A declaração ocorre um dia após a realização da oitava fase da Operação Compliance Zero, conduzida pela Polícia Federal na terça-feira (26/05), que investiga transações financeiras no valor aproximado de R$ 3 bilhões realizadas pelo órgão previdenciário com o banco durante a gestão do ex-governador Cláudio Castro (PL). Essa fase da operação resultou em buscas e apreensões na instituição financeira.
Ricardo Couto destacou que o governo pretende explorar todas as possibilidades para reaver os valores investidos. Nesse sentido, cogita-se atuar diretamente junto ao Banco Master para identificar o montante investido e possível prejuízo. Além disso, há planos de envolver investidores particulares ou empresas que tenham tomado empréstimos junto ao banco, buscando bloquear e recuperar valores devolvidos na tentativa de recompor o fundo previdenciário. Ele manifestou confiança de que será possível recuperar parte desses recursos.
O Rioprevidência, autarquia responsável pela administração da previdência dos servidores públicos do Estado, teria realizado aplicações bilionárias em produtos financeiros vinculados ao Banco Master, controlado por Daniel Vorcaro. As operações sob investigação levantam suspeitas de que foram aprovadas mesmo diante de alertas técnicos e possíveis inconsistências com normas de segurança financeira. A apuração busca esclarecer quem autorizou tais transações e verificar eventual favorecimento político ou financeiro.
A investigação mais recente intensificou a pressão sobre Cláudio Castro, que deixou o cargo de governador em março de 2026 e tem enfrentado desgaste político desde a perda do comando estadual. A Operação Compliance Zero iniciou-se na 10ª Vara Federal de Brasília, em novembro de 2025, e posteriormente passou a tramitar no Supremo Tribunal Federal, sob relatoria do ministro André Mendonça.

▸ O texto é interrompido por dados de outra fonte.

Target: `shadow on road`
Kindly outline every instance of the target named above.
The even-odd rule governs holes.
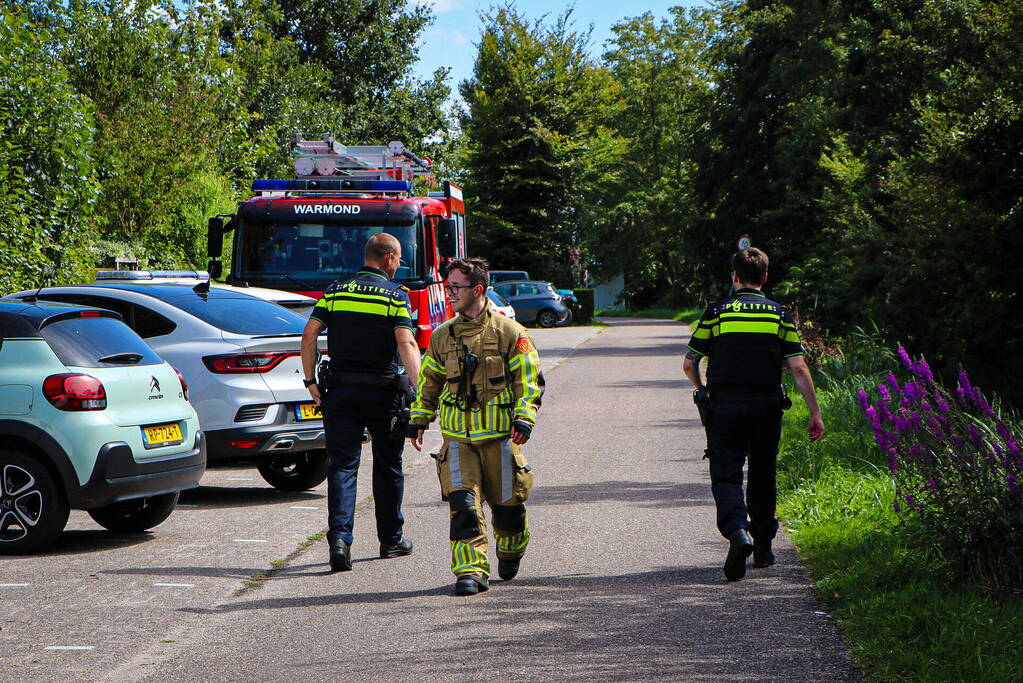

Ao longo de suas fases, a operação prendeu executivos ligados ao Banco Master e ampliou seu foco para suspeitas de operações fraudulentas, uso de fundos sem lastro, pagamento de propina, vazamento de informações sigilosas e movimentações envolvendo agentes públicos e políticos. A décima fase evidenciou a ligação do núcleo fluminense da investigação, com especial atenção às ações do Rioprevidência durante a gestão de Castro.
De acordo com dados da Polícia Federal, as transações sob apuração movimentaram cerca de R$ 3 bilhões. Além das investigações criminais, o objetivo do governo do Rio de Janeiro é restituir parte dos valores aplicados pelo fundo previdenciário por meio de ações que visem recuperar recursos financeiros.